• State Suggested Answer
  • Replies 14 replies
  • Answers 1 answer
  • Subscribers 29 subscribers
  • Views 9810 views
  • Users 0 members are here
Options
Related

Ransomware protections

jordanl
over 3 years ago

like most companies we are trying our best to NOT get infected by Ransomware, but....  assuming we do get infected.

I understand that RR core service locks the backup files from being encrypted, that's a great start.  but if it's human operated and they get into the core server... game over.  Are there any built in replication type protections that people are using?   what are people doing so they can sleep at night?  my first step was to remove both source and target RR servers from the domain and give them strong local admin passwords.  I see that these servers have Admin share and c$,d$ shares turned on, do I need those turned on for RR to function?    thanks!   Quest could put together a simple document like, "10 things to do to help prevent backup encryption". that's what I need!

Parents
  • 0 over 3 years ago

    Hello, just to go through our experiences with Rapid Recovery and Ransomware, seeing that we were hit a couple of years back.

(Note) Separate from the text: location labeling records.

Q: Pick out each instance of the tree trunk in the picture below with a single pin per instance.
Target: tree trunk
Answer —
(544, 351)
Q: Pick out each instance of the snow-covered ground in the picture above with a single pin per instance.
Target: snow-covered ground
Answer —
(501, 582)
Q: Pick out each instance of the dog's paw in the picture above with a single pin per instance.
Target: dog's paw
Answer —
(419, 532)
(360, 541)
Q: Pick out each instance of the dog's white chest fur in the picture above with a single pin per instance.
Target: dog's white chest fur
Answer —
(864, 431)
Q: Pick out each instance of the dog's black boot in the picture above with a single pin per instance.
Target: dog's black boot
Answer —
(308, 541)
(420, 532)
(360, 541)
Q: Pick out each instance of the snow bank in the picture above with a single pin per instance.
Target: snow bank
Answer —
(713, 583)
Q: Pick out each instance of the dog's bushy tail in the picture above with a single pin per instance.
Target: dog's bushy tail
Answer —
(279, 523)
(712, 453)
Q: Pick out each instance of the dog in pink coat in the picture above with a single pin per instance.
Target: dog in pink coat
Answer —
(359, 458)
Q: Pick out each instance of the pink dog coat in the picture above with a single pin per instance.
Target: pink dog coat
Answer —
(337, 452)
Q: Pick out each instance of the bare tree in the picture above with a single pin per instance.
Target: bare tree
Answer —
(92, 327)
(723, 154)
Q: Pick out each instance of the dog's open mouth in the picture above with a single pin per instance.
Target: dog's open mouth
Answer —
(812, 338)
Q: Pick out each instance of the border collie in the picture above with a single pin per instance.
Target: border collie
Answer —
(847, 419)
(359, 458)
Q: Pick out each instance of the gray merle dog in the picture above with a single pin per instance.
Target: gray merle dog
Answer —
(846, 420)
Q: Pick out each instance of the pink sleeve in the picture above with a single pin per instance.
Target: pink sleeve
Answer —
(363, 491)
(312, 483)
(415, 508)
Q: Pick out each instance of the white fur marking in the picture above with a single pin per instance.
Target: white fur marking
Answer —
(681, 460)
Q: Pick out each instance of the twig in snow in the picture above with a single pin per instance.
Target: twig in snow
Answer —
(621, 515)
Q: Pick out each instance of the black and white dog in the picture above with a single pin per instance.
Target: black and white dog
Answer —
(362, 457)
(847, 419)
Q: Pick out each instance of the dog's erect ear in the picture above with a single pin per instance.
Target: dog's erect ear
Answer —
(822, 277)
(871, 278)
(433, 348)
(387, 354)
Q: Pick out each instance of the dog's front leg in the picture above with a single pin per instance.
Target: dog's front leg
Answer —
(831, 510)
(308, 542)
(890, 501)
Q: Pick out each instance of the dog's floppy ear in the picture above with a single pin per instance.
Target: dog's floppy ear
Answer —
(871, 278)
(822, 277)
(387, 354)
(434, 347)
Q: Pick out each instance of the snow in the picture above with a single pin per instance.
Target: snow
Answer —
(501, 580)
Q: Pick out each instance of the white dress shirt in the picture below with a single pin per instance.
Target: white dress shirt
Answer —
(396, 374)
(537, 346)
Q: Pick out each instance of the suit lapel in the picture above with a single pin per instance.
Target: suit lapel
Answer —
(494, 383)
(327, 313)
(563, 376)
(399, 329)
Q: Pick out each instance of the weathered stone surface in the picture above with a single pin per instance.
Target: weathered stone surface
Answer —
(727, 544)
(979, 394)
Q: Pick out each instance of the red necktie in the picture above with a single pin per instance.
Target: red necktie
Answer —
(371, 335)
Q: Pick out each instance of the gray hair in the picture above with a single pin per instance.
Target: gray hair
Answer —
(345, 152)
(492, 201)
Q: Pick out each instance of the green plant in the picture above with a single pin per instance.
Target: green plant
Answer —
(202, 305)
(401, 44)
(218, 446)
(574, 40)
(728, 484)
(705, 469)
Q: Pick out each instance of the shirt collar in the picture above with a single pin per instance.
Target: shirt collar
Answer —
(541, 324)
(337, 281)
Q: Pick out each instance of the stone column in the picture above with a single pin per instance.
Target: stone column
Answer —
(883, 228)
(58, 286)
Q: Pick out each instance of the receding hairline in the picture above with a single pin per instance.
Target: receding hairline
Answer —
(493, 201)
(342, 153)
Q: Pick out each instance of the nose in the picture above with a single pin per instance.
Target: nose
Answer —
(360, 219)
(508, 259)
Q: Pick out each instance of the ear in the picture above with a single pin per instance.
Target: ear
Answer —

    1. We were told when the Rapid Recovery system was installed by Quest that the Repositories couldn't be infected with ransomware, this is categorically false.  Our Repositories did get encrypted by the ransomware and Rapid Recovery became immediately useless as it had wiped out our backups.

    2. We were told during setup of the Rapid Recovery boxes to connect the Cores to the domain because it'd make restores easier when copying files from mounts back over to our domain servers.

    3. We believed we were fine because we had 2 Rapid Recovery cores at 2 different sites replicating to each other.

    4. We did have basic offline backup that was essentially robocopy scripts making backups of our file servers onto usb hard drives, this is what saved us.

    We spoke to Quest who sent an engineer onsite who setup the Rapid Recovery boxes off the domain and we locked the firewalls right down.  We also purchased a tape drive that connects to a virtual Netvault server, Rapid Recovery will run on archive at night and then Netvault copies it to the tape and we take the tape offsite.

  • 0 over 3 years ago in reply to simon peart

    @simon peart

    Your config sounds more like what I am thinking needs to be done as well. But that is introducing a second backup system into the environment and at considerable cost.

    Thanks!

Reply Children
  • 0 over 3 years ago in reply to alaric battle

    We do have 2 branches going off this thread, oh well. There is a cost yes, however that is also where (at times) other 3rd party cloud providers can provide a slightly more competitive cost than just 'going' to Azure or AWS. As yes, especially with replication, the cost can balloon quickly.